The Precursor Group’s third category consists of countries that have “uncertain growth prospects” because they “are mostly talk … and have varying … impediments effectively blocking or stalling growth.” These countries range in worldwide market share from: Japan, second; Brazil, ninth; Australia, 10th; Argentina, 15th; Austria, 21st; and Luxembourg, 30th.

“Japan is hobbled by a tradition of top-down, government-controlled decision-making for communications growth … interconnection regimes are barriers to entry and access costs are high,” Baca said.

“Australia has largely put in place the growth factors for telecom and, to a lesser extent for Internet, but is significantly threatening [electronic] commerce by … seeking to impose the inefficient international settlements regime for telecom on Internet transmissions.”

In Spain, a lack of clarity in regulatory and licensing systems “substantially favors the monopoly incumbent.”

Japan and Spain are among Legg Mason’s top 10 picks for countries least hospitable to new entrant competitors. The others are Germany, France, Italy, Mexico, Belgium, Greece, Portugal and South Korea.

“To put this into perspective, almost one-half of the non-U.S. market is not hospitable to new entrant competitors, i.e. foreign investment,” Baca said.

Legg Mason’s fourth group includes countries with “poor growth prospects: ” Italy, sixth in worldwide market share; Mexico, 14th; South Africa, 17th; Belgium, 19th; and Portugal, 25th.

“A communications regulatory system may exist in the laws and regulations of the nominally independent regulatory authority, but there is a disconnect between law and practice that creates investment uncertainty.”

Countries with serious growth impediments constitute the Precursor Group’s fifth category of countries with “very poor growth prospects”: Germany, third in worldwide market share; France, fifth; South Korea, 12th; India, 18th; and Greece, 26th.

“Do not be blinded by the size of the potential market,” Baca said.

“[These countries] are systematically inhospitable to foreign investment and promote strong national champions in their incumbents.”

Last and least, China, which is seventh in worldwide market share, and Russia, which is 23rd, share the dubious distinction as the two countries which “simply do not get it” and should be avoided altogether by investors.

“Despite rhetoric designed for international acceptance into the global marketplace, China has virtually none of the requisite regulatory, operational and growth precursors in place. It also is lacking substantially in meeting the technical hospitality factors that would lead to growth … (and) content issues will continue to hobble the growth of the Internet,” Baca said.

“Russia thwarts growth by a maze-like formal and informal regulatory regime without clear lines of jurisdiction or authority … [and] a thicket of inconsistent regulations and standards that are not codified or uniformly applied.”

The Precursor Group considered telecommunications to be the foundation for Internet, which is, in turn, the launch pad for electronic commerce.

“Wireless is likely to be the preferred platform for Internet access outside the United States … (and) wireless operators are generally subject to a lesser regulatory burden than are fixed wireline access providers,” Baca said.

However, he offered two strident notes of caution that investors should consider with respect to development of wireless Internet access abroad.

“There could be disruptive conflict in developing Internet protocols if the highly regulatory telecom standards process is grafted onto the open protocol formulation of the Internet, e.g. Wireless Application Protocol,” Baca said.

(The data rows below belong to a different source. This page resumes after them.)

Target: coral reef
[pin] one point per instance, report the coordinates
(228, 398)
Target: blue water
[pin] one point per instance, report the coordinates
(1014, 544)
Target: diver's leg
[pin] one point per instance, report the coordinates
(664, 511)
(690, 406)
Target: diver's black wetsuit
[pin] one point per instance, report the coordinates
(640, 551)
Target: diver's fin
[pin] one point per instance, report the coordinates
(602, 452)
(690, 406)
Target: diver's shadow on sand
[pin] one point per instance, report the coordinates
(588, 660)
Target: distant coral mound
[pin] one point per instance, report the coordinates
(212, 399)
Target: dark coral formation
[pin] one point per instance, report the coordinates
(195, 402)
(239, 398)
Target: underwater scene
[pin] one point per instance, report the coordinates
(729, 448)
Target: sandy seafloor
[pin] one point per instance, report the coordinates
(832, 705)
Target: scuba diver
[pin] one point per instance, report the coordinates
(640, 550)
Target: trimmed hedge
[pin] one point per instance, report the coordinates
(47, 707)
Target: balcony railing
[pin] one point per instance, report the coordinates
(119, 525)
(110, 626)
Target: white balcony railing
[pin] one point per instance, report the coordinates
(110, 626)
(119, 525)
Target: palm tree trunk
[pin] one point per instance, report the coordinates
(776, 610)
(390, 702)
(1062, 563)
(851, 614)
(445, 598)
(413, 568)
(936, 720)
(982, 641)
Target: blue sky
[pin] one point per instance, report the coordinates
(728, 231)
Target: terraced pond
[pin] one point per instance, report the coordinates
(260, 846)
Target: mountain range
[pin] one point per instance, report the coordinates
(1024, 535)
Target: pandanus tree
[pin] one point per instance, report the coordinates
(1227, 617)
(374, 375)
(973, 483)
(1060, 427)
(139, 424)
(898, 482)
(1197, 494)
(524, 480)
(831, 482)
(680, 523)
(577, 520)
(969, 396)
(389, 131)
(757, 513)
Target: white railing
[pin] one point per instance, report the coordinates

“Narrowband wireless Internet may have the advantage of portability but will remain less useful and content rich than access by a [personal computer …. [It also lacks] the functionality [and] security demanded by business to support business-to-business e-commerce.

“This limits the size of the user market, which may retard development of applications for such wireless access platform, further diminishing the potential market.”